Excluding the impact associated with the conclusion of Cogenics Icoria grant funded research projects of $4.7 million, revenue for the nine months ended December 31, 2008 increased $6.6 million, or 31%, from $21.5 million to $28.2 million compared to the same period a year ago.

PGxHealth test revenue for the nine months ended December 31, 2008 increased $3.6 million, or 117%, to $6.7 million from $3.1 million for the same period a year ago. This increase was primarily driven by the introduction of a new PGxHealth commercial sales and marketing team in September 2007 and increased coverage from third-party payers, such as Aetna, Medicare and Medicaid. PGxHealth revenue for the nine months ended December 31, 2008 increased $3.7 million, or 105%, to $7.2 million from $3.5 million for the same period a year ago.

Excluding the impact associated with Cogenics Icoria grants, Cogenics revenue increased $2.9 million, or 16%, to $20.9 million for the nine months ended December 31, 2008 compared to $18.0 million for the same period a year ago. The increase in revenue was due to the acquisition of Cogenics Germany with revenues of $3.8 million during the nine months of the fiscal year ended December 30, 2008, compared to $1.4 million for the same period a year ago. In addition, revenues from Cogenics' core service lines increased $0.5 million, or 3%, from $16.7 million for the nine months ended December 30, 2007 to $17.2 million for the nine months ended December 31, 2008. Including the impact of Cogenics Icoria grants of $4.7 million, Cogenics revenue decreased $1.8 million, or 8%, to $20.9 million for the nine months ended December 31, 2008 from $22.7 million for the same period a year ago.

Gross profit margins increased from 24% for the nine months ended December 31, 2007 to 28% for this period. The increase was due to a combination of growing revenue and cost reduction activities within the Cogenics operations.

Research and development expenses increased $20.6 million, or 165%, from $12.5 million for the nine months ended December 31, 2007 to $33.1 million for this period. The increase was primarily related to the ongoing long-term safety and Phase III registration trials for vilazodone, which began in December 2007 and March 2008, respectively, and, to a lesser extent, costs associated with advancing the Adenosine Therapeutics' pipeline since the acquisition.

Sales and marketing expenses increased $3.4 million, or 49%, from $7.0 million for the nine months ended December 31, 2007 to $10.4 million for this period.
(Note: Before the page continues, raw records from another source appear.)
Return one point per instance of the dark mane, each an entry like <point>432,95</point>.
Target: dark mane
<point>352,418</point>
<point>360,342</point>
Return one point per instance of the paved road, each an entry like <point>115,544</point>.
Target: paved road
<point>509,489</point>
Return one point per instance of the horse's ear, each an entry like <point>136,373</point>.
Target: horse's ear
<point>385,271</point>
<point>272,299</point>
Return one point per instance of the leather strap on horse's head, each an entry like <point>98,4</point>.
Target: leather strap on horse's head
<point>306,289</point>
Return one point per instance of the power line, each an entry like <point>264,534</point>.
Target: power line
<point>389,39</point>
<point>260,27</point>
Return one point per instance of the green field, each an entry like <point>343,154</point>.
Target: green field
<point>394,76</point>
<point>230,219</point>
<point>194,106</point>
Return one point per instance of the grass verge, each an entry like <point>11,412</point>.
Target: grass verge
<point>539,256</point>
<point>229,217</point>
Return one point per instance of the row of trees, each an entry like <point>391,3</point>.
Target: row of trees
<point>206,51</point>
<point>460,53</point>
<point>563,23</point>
The increase was principally due to the new sales and marketing function within PGxHealth, including the hiring of a new sales force and senior-level sales and marketing management, and costs incurred by Cogenics Germany for the nine months ended December 31, 2008 versus only four months in fiscal 2008 because it was not acquired until August 23, 2007.

General and administrative expenses increased $0.5 million, or 3%, from $19.5 million for the nine months ended December 31, 2007 to $20.0 million for this period. The increase was due to the inclusion of Cogenics Germany for the months in fiscal 2009 as compared to the period from August 23, 2007 (date of acquisition) to December 31, 2007.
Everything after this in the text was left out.